Credit markets reflected the significant move in risk markets post CPI. Indices were sharply tighter with Main in 8bp to 99.5 as it closed sub 100 for the first time in the this series and CDX was 8.5bp tighter at 83.5. US cash spreads were also notionally 5-8bp tighter across the various sectors. Primary activity was muted ahead of the CPI print as expected with the US effectively closed (and Veterans Day tomorrow will keep it that way) which saw supply limited to just the 2 EUR covered deals.
Commodities
Crude markets rallied as global risk sentiment improved though gains were muted in comparison to the surge in equities. The December WTI contract is up $54c at $86.37 while the January Brent contract is up 87c at $93.52. Tropical storm Nicole lashed the Florida Panhandle, leaving thousands without power and about 1,200 flights cancelled out of Orlando. The storm is set to turn northeast drenching Tennessee, Ohio, and Kentucky before turning on the Mid-Atlantic, New York and New England.

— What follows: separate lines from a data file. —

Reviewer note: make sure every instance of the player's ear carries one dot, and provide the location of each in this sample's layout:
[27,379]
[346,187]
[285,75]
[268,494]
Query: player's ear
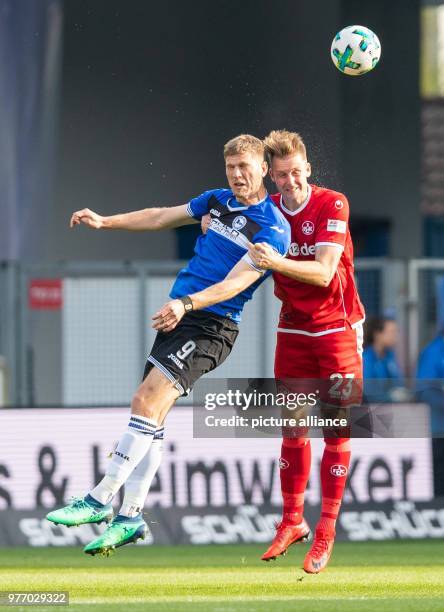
[264,168]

Occidental said it plans to keep oil production flat in 2023. Devon Energy said output growth next year will now be at the lower end of a previously stated 0%-5% guidance range. ConocoPhillips said its US tight oil breakeven rate is in the $60-70bbl range. The December US natural gas contract rose back above $6 as attention turns to colder weather forecast across much of the lower 48 states next week.
Metals surged on the weaker than expected US CPI with nickel leading the charge higher, last up 5.8% at $26,130. Copper is up a more muted 1.96% at $8,263, though it’s up 9.3% over the last week. Nickel briefly traded above $26,000 for the first time since mid-June. Focus remains on the continued drop in LME inventory which is at 14yr lows.
Finally note that iron ore markets were mixed with the December SGX iron ore contract last up $2.45 versus the same time yesterday at $88.30 though the 62% Mysteel index is down $1.85 at $87.65. The January Dalian contract is close to a 4-week closing high despite a Standing Committee meeting chaired by President Xi calling for “more decisive” measures to curb the spread of the virus.
Day ahead
UK: The first estimate of Q3 GDP will mark the first quarter of negative growth that is likely to be sustained for the period ahead (market f/c: -0.5%). The trade deficit is also set to remain wide in September (market f/c: £7bn).
US: A downward revision is anticipated in the final estimate of November’s University of Michigan consumer sentiment survey (market f/c: 59.5). US bonds markets are closed for Veterans Day but the NYSE is open.